Prejudice against the ugly is the last unchecked prejudice of our time. But who’ll stand up for the face-aches?

It’s no secret that Doctor Who has been oddly tactful of late, with the thrills of time and space travel often seemingly taking a back seat to climate-change finger-wagging and lectures about historical racism / sexism. So I was a bit surprised to find myself irrevocably ‘triggered’ by something I saw in episode two of the new series: the Doctor, confronting an enemy whose features are entirely obscured by a battle helmet, yells, ‘Take your hat off, mate!’ – but when the enemy complies, revealing the hideous face of a Sontaran, she sneers, ‘Urgh – on second thoughts, put it back on!’.

Harmless? Perhaps. But only if there isn’t a single child anywhere in this country who looks even a little bit like a Sontaran – and, frankly, we all know that there are plenty. So why does the BBC feel it’s okay to show something that could lead to those kids getting bullied in the playground, when it is clearly so pathologically cautious about anything that could endanger any of the others? The answer, I’m sorry to say, is that ugly people have become the last under-represented minority on British television.

I personally have no problem with the steep upswing in diversity we’ve seen in TV shows and adverts over the past two or three years. It’s pandering and patronising, but it’s also given work to a lot of good people who would always have been unfairly sidelined otherwise. I just want to know why, at a time when there’s bags of diversity on screen, there are still no bags of spanners.

Presenters, newsreaders, weather people, soap stars – I’m not saying they’re all absolute knockouts, but can you think of a single one you’d hesitate to set up with a friend, based on looks alone? The soaps in particular have a long history of casting inarguably attractive people as outcasts no one wants to sleep with. (Hollyoaks recently killed off a creepy incel character who spent all his time spying on and stalking young women, yet somehow also looked like he could have been in a boy band and be going out with Hollyoaks co-star Jorgie Porter in real life). Even highbrow drama is just as liable to be afflicted by the same issue.

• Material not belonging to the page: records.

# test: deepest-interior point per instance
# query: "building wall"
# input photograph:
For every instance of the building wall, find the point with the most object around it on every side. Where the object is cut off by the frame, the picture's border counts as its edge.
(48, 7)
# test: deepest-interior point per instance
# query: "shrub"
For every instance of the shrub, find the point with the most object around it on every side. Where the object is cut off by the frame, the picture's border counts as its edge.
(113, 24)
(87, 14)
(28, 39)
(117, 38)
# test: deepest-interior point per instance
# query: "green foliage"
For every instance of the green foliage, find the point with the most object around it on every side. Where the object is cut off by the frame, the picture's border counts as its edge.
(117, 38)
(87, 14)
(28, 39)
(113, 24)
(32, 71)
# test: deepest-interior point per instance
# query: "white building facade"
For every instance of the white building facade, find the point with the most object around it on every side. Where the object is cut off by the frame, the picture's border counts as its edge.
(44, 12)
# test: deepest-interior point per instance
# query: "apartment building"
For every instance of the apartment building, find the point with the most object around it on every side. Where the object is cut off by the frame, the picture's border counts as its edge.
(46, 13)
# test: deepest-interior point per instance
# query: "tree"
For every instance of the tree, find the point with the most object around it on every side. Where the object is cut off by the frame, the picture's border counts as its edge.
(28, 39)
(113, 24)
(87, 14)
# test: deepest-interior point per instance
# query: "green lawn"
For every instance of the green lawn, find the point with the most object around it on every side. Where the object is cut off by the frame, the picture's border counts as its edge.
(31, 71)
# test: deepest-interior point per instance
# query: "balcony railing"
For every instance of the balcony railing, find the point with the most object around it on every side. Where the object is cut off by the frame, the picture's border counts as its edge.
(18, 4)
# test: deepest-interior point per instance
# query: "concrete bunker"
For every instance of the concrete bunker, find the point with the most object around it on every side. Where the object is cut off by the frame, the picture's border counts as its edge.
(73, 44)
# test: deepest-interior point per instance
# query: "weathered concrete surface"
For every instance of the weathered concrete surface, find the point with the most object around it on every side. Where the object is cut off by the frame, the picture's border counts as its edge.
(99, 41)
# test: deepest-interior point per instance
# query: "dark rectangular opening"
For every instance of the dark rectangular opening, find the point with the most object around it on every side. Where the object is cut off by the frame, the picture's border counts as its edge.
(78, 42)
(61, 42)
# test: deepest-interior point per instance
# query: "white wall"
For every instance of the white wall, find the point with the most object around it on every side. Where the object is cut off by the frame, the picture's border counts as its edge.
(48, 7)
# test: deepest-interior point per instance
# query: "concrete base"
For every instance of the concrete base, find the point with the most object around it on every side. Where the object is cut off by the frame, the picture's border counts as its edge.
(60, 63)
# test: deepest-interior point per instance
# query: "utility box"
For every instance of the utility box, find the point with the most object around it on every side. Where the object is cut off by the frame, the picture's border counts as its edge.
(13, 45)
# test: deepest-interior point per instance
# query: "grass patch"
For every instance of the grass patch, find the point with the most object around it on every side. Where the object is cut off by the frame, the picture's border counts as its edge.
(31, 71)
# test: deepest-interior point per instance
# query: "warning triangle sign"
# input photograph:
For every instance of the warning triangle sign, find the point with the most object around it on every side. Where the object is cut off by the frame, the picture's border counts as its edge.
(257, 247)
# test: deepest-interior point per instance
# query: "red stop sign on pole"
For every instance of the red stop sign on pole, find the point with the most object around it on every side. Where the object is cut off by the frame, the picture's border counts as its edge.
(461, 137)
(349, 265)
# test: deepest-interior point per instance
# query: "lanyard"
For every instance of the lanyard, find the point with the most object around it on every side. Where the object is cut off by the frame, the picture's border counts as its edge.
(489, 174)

Remember how former model Anya Taylor-Joy gets mocked by her classmates for being plain, in The Queen’s Gambit?

And then, of course, there are the adverts – so many adverts – that purport to feature ‘real’ people but actually feature gorgeous fat people, gorgeous spotty people, gorgeous people with surgically reconstructed faces, etc. The only truly homely faces on British TV tend to belong to game-show contestants, and then only on game shows where the format bars the production company from weeding them out. The starting line of the ‘fastest finger first’ round on Who Wants to Be a Millionaire can at times resemble a supermarket’s Halloween-mask display, but you’ll never see anything like that on Pointless, for example.